A Meta-analysis of the Relative Efficacy and Toxicity of Pneumocystis carinii Prophylactic Regimens

Author Affiliations

From the Division of Geographic Medicine and Infectious Diseases (Drs Ioannidis and Skolnik) and the Division of Clinical Care Research (Drs Cappelleri and Lau), New England Medical Center Hospitals, Boston, Mass; and Departments of Medicine and Community Medicine and the Thomas C. Chalmers Clinical Trials Unit, Mount Sinai School of Medicine, New York, NY (Dr Sacks).

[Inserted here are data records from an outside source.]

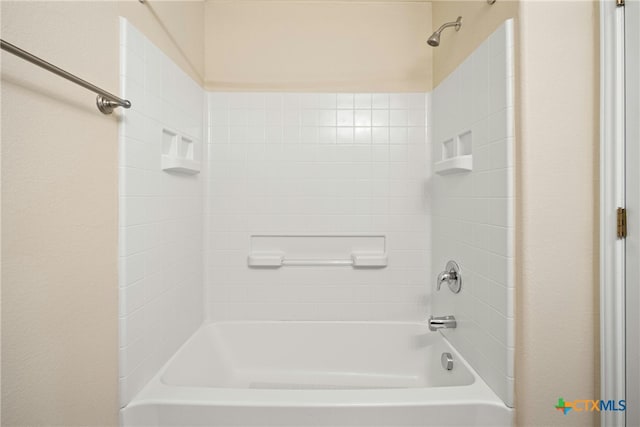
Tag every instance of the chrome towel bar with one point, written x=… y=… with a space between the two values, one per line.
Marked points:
x=105 y=101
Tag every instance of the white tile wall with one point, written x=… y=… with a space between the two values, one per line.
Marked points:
x=161 y=221
x=323 y=164
x=473 y=212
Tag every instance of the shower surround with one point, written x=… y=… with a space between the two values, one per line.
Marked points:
x=321 y=177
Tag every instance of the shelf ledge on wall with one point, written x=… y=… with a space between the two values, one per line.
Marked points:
x=455 y=165
x=180 y=165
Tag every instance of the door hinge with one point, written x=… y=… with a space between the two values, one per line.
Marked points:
x=622 y=223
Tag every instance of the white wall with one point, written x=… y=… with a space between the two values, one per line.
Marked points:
x=160 y=213
x=473 y=212
x=317 y=164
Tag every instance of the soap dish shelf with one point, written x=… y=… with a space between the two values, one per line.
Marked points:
x=455 y=165
x=181 y=165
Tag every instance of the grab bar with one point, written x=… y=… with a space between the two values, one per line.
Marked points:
x=105 y=101
x=277 y=260
x=317 y=262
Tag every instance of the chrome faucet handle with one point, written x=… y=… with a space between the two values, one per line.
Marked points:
x=452 y=276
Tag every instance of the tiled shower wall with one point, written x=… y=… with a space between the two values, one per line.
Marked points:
x=292 y=164
x=160 y=213
x=473 y=212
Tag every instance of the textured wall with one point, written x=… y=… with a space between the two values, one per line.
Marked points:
x=473 y=211
x=347 y=46
x=479 y=20
x=557 y=302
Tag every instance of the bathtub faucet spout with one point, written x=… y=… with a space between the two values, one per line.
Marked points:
x=442 y=322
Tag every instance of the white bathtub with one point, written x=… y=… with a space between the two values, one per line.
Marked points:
x=315 y=374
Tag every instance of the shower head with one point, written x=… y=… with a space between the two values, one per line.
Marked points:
x=434 y=40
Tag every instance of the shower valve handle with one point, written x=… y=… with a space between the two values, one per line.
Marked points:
x=451 y=275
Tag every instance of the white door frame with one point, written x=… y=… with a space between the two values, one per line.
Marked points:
x=632 y=199
x=612 y=196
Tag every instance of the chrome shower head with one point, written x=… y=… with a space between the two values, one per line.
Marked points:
x=434 y=40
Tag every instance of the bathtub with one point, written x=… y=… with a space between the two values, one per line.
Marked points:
x=315 y=374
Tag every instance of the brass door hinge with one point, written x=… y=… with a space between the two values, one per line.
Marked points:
x=622 y=223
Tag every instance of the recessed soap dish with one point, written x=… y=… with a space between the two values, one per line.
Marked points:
x=457 y=155
x=178 y=153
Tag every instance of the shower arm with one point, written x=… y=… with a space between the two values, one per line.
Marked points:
x=457 y=23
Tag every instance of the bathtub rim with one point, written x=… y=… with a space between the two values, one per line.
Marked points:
x=156 y=392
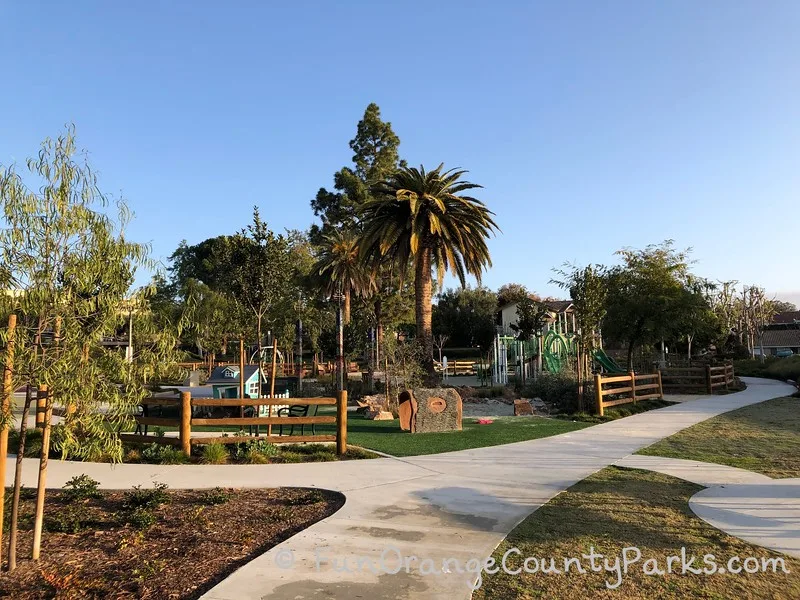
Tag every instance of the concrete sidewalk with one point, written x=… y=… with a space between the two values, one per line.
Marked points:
x=744 y=504
x=457 y=506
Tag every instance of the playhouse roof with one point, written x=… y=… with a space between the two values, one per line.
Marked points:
x=558 y=305
x=230 y=374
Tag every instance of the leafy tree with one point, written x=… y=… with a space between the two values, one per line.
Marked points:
x=511 y=293
x=69 y=268
x=422 y=218
x=783 y=306
x=588 y=290
x=375 y=157
x=262 y=277
x=645 y=296
x=466 y=316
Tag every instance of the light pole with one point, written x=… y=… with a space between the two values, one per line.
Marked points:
x=339 y=339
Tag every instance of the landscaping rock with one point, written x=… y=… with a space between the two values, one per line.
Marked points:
x=437 y=409
x=522 y=407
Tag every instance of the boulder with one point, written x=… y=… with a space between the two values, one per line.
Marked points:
x=522 y=407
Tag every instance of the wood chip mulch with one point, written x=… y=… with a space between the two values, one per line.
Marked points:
x=193 y=545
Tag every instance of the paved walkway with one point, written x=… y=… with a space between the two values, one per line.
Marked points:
x=457 y=505
x=744 y=504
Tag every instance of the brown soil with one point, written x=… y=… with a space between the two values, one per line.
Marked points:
x=193 y=545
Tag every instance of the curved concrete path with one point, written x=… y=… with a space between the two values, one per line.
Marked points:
x=744 y=504
x=458 y=505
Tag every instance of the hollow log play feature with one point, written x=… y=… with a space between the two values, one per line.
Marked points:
x=429 y=410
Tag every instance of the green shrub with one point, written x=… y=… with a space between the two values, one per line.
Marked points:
x=70 y=519
x=558 y=390
x=140 y=518
x=311 y=497
x=147 y=498
x=215 y=496
x=79 y=488
x=772 y=368
x=163 y=454
x=214 y=454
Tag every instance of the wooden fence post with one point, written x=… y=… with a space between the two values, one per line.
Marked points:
x=186 y=423
x=598 y=393
x=341 y=422
x=41 y=407
x=42 y=482
x=8 y=393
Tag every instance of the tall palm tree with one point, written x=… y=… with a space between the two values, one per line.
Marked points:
x=342 y=269
x=423 y=218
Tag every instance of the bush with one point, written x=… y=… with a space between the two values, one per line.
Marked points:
x=147 y=498
x=215 y=496
x=79 y=488
x=559 y=390
x=772 y=368
x=70 y=519
x=163 y=454
x=214 y=454
x=141 y=518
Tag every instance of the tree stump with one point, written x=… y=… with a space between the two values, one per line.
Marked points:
x=434 y=410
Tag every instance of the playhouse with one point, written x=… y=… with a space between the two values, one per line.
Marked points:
x=224 y=381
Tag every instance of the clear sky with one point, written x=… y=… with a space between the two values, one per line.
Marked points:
x=592 y=125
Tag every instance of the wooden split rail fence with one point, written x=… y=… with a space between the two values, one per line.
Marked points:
x=706 y=379
x=186 y=420
x=625 y=389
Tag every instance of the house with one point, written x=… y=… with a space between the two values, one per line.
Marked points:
x=561 y=316
x=781 y=336
x=225 y=381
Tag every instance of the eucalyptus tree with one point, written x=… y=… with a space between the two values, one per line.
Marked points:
x=67 y=269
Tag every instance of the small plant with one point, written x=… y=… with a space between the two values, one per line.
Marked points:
x=163 y=454
x=141 y=518
x=214 y=454
x=173 y=456
x=251 y=456
x=147 y=498
x=70 y=519
x=80 y=488
x=312 y=497
x=215 y=496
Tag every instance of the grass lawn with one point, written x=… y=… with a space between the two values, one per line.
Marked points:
x=624 y=508
x=762 y=437
x=385 y=436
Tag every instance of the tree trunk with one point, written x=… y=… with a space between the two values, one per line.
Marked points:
x=631 y=346
x=378 y=332
x=12 y=532
x=423 y=289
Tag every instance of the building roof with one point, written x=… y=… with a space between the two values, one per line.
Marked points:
x=558 y=305
x=781 y=338
x=230 y=374
x=787 y=317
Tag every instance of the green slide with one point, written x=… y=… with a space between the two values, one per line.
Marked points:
x=608 y=363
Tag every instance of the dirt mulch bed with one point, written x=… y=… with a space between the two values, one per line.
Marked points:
x=198 y=538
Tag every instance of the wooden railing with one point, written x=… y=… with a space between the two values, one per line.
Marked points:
x=458 y=367
x=706 y=379
x=625 y=389
x=185 y=420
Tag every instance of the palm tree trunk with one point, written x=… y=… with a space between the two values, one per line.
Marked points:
x=423 y=291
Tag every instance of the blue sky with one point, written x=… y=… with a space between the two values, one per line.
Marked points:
x=592 y=126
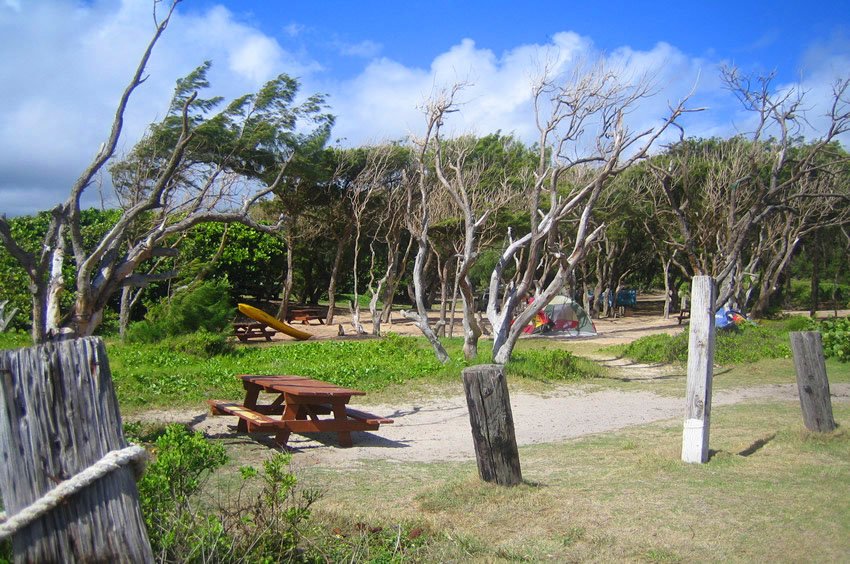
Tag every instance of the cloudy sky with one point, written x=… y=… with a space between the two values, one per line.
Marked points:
x=65 y=63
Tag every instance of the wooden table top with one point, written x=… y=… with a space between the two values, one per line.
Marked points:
x=300 y=386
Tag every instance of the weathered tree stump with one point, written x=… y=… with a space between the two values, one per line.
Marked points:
x=58 y=416
x=492 y=424
x=700 y=371
x=812 y=381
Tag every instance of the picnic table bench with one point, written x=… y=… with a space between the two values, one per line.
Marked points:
x=307 y=314
x=299 y=402
x=245 y=330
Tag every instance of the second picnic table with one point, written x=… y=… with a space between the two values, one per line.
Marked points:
x=300 y=402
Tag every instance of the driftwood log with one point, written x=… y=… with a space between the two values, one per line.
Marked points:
x=812 y=381
x=700 y=371
x=58 y=416
x=492 y=424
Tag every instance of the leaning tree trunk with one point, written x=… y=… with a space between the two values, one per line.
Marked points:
x=421 y=315
x=287 y=283
x=340 y=249
x=59 y=417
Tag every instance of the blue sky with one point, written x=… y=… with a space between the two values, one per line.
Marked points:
x=66 y=62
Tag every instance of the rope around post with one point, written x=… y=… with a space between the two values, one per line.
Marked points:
x=112 y=460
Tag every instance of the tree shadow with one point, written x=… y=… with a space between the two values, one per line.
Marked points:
x=756 y=446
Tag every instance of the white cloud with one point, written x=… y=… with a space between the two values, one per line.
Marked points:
x=293 y=29
x=256 y=59
x=66 y=64
x=365 y=49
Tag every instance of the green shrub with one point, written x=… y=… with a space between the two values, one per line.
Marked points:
x=257 y=524
x=202 y=344
x=659 y=348
x=836 y=338
x=733 y=345
x=203 y=308
x=549 y=364
x=183 y=461
x=799 y=323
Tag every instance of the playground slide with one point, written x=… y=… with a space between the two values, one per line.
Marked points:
x=263 y=317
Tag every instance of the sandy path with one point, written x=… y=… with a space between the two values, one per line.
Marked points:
x=430 y=431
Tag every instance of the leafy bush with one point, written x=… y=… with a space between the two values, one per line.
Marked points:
x=836 y=338
x=261 y=525
x=183 y=461
x=550 y=364
x=799 y=323
x=205 y=307
x=735 y=345
x=659 y=348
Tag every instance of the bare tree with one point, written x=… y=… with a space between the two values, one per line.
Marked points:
x=573 y=168
x=749 y=179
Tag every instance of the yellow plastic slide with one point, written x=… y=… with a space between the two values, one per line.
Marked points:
x=263 y=317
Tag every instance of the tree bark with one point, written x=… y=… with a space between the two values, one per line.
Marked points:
x=700 y=370
x=59 y=417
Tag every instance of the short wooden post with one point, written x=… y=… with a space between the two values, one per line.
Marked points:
x=58 y=416
x=492 y=424
x=812 y=381
x=700 y=370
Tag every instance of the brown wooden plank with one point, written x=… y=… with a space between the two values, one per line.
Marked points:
x=367 y=417
x=812 y=381
x=490 y=417
x=58 y=416
x=259 y=420
x=327 y=425
x=300 y=386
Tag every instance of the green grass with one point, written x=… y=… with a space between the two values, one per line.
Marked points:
x=158 y=376
x=735 y=345
x=770 y=492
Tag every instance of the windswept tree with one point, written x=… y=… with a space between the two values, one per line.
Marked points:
x=584 y=142
x=722 y=195
x=196 y=166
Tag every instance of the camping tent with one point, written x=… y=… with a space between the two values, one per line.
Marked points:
x=562 y=315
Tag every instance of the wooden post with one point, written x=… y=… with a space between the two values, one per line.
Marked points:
x=812 y=382
x=700 y=370
x=58 y=416
x=492 y=424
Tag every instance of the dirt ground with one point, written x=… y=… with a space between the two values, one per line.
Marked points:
x=431 y=430
x=647 y=320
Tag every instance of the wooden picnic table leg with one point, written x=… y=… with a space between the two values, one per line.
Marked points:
x=338 y=406
x=292 y=410
x=252 y=392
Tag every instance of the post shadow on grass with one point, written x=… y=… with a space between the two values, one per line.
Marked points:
x=812 y=382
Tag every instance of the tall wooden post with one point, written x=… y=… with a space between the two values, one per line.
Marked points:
x=812 y=382
x=492 y=424
x=58 y=416
x=700 y=370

Arch Intern Med. 1996;156(2):177-188. doi:10.1001/archinte.1996.00440020081010

Background:  Finding the optimal strategy for Pneumocystis carinii prophylaxis in patients with human immunodeficiency virus infection can be problematic. Several prophylactic regimens are available, but their relative efficacy and tolerance are not well understood.

Methods:  A meta-analysis overviewed 35 randomized trials comparing different regimens for P carinii prophylaxis directly or with placebo. Analyses were based on intention-to-treat. On-treatment data were also analyzed when available.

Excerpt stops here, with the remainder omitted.